Toledo police said they have identified a suspect potentially responsible for an assault outside Bretz nightclub that is now being investigated as a possible hate crime.
Thomas Wilcox, 45, told police he was walking downtown on Adams Street after leaving Bretz, a popular gay club, shortly after midnight Dec. 22. He was headed toward Georgjz’s Fine Food & Spirits where his husband, Karl Wilgus, was waiting for him. He was attacked, and his iPhoneX was stolen. He said he suffered a fracture at the base of his skull, a fractured nose, a black eye, and a concussion.
A police report dated Dec. 22 detailed Mr. Wilcox’s account of the attack but did not mention the homophobic slurs Mr. Wilcox said he was called. Under a section of the report titled “Hate Bias Type” the report said, “Not Reported.”
Mr. Wilcox said he is frustrated that homophobic epithets uttered at him were not mentioned in the police report. He admitted he was intoxicated and concussed after the assault, but was emphatic he told the responding officers and detective about the slurs.
Toledo police this week said officers know of the attacker’s supposed use of slurs — even if the original report did not reflect that knowledge. They’re now investigating the incident as a possible hate crime.
Officers have a suspect and the detective on the case is working on bringing that person in for questioning, said Sgt. Kevan Toney, the Toledo Police Department’s spokesman.
Mr. Wilcox said he is pleased that the incident will now be investigated as a potential hate crime.
Under Toledo municipal law, an incident is characterized as a hate crime if it was motivated by race, religion, color, sex, handicap, age, or a “person’s actual or perceived heterosexuality, bisexuality, homosexuality, or gender identity.”
Toledo’s ordinance only applies to misdemeanors, said Jeffrey Lingo, criminal division chief of Lucas County prosecutor’s office.
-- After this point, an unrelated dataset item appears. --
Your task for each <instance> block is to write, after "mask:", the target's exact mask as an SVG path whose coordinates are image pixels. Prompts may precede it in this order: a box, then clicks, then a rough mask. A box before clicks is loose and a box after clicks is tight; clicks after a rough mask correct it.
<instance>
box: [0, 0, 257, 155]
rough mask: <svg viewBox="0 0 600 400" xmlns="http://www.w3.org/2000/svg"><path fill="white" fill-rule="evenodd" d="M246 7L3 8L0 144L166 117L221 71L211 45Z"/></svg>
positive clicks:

Ohio does not have a stand alone hate crime statute based on sexual orientation. The state only carries an ethnic intimidation statute which recognizes a hate crime by reason of race, color, religion or national origin.
The prosecutor’s office adheres to state law. Felonious assault carries a sentence of 2-8 years in prison, Mr. Lingo said, but the city ordinance would not apply to an assault charge. Therefore, under state law, Mr. Wilcox’s case could not be prosecuted as a hate crime.
“This is one thing the [state] legislature needs to address,” Mr. Lingo said.
Despite trying to cope with the physical and emotional repercussions from the assault, Mr. Wilcox said he will not “run and hide in a corner.”
“If I don’t turn my tragedy into a benefit for the community I’m like the people in this world that don’t care about anyone but themselves.,” he said. “If me being a survivor of a hate crime can turn into protection for the community that’s a win-win.”